Movie mad Rosalie Futch (Kate Bosworth), a sweet, ordinary girl who works at a Piggly Wiggly store in Frasier’s Bottom, West Virginia, is besotted with screen hunk Tad Hamilton (Josh Duhamel). Meanwhile in Hollywood, worried his bad boy antics may be harming his chance to land a role in a forthcoming blockbuster, Tad agrees to participate in a contest wherein the lucky winner will land that much sought after date. No surprise that the winner turns out to be an over-the-moon Rosie, much to the delight of her friend/co-worker Cathy (Ginnifer Goodwin) and the dismay of Pete Monash (Topher Grace), who harbours a secret crush on his childhood friend. Her date with Tad goes even better than expected as the initially reluctant superstar recognises a warmth and goodness about this small town girl quite unlike anything else around his superficial life. So Tad arrives in Frasier’s Bottom, determined to woo Rosie, just as Pete is on the verge of admitting his feelings.
Rather like its heroine, this feel-good fable exudes a disarming sweetness liable to warm even the most curmudgeonly heart. In sunny-locked, lollipop luscious Rosie Futch, Kate Bosworth essays the most gosh-darn delightful character she has played since debuting in Blue Crush (2002), which makes you wonder why Hollywood struggles so hard to cast her in the right roles. Wide-eyed she may be but, winningly, Rosie is no ditz and doesn’t fall for any of Tad’s pickup lines. Instead she wins him over with her sincerity plus a propensity for folksy expressions along the lines of “shake-a-doo!” Trust me, you’ll be saying it for weeks.
Their date itself is a beautifully observed bit of writing, by Victor Levin, and acting that rings true about the goofy ways folks behave around the rich and famous, and how simply being around a happy, loving person can turn your life around. The chemistry between Bosworth and the equally engaging Josh Duhamel regrettably overshadows that between our heroine and the man we’re presumably meant to root for: Topher Grace. In spite of his unenviable predicament (Do you fancy your chances wooing the girl of your dreams against a gorgeous mega-star?), the filmmakers fail to make Pete as sympathetic as he really ought to be. Consequently, he comes across as a whiny, petulant jerk. Of course frustrated love makes jerks of us all, but as we follow Tad while he starts putting down roots in Frasier’s Bottom and takes to farm life like a duck to water, you find yourself itching to see the predictable plot take a different direction.

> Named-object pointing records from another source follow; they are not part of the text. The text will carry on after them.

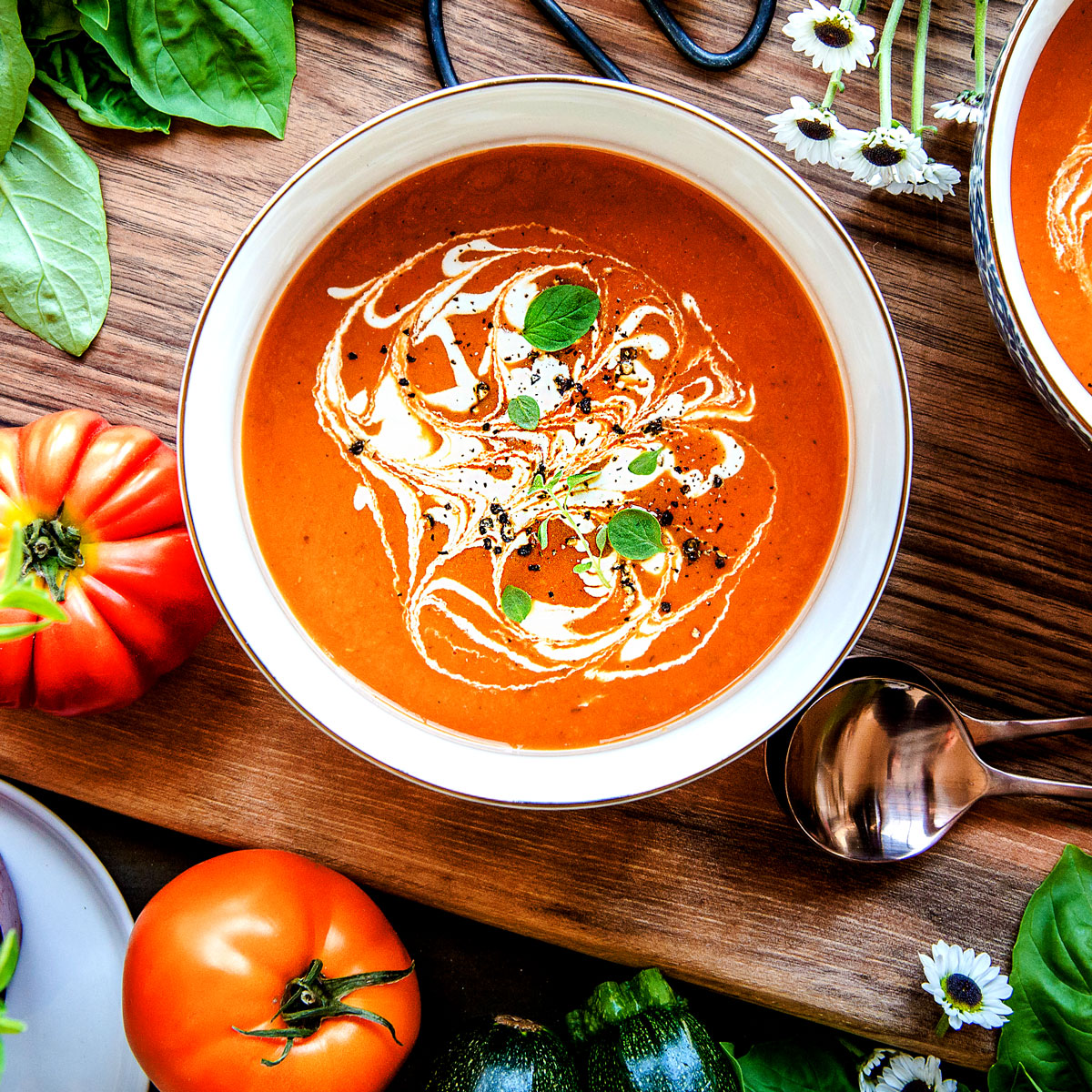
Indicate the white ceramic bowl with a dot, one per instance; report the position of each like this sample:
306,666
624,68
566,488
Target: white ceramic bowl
551,109
995,244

Levin and director Robert Luketic pitch a few curveballs to get the Rosalie-Pete romance back on track, but while Pete’s big speech in praise of his ladylove is a suitably heart-stirring moment (and pitched at Tad while he’s sitting on the toilet!), your heart sinks just a little watching a potentially marvellous movie settle for being an ordinary one. Away from the leads there are great turns from star-in-the-making Ginnifer Goodwin; Nathan Lane and Sean Hayes as Tad’s identically-named agents; Gary Cole as Rosie’s dad (“Have her back by dawn and no cocaine!”); and Kathryn Hahn ably handles some grace notes as the lovelorn and philosophically inclined bartender Angelica. Win a Date with Tad Hamilton tells the kind of story you thought died out with Sandra Dee movies. Far from classic, but wholly charming in the sheer sweetness and decency of its characters.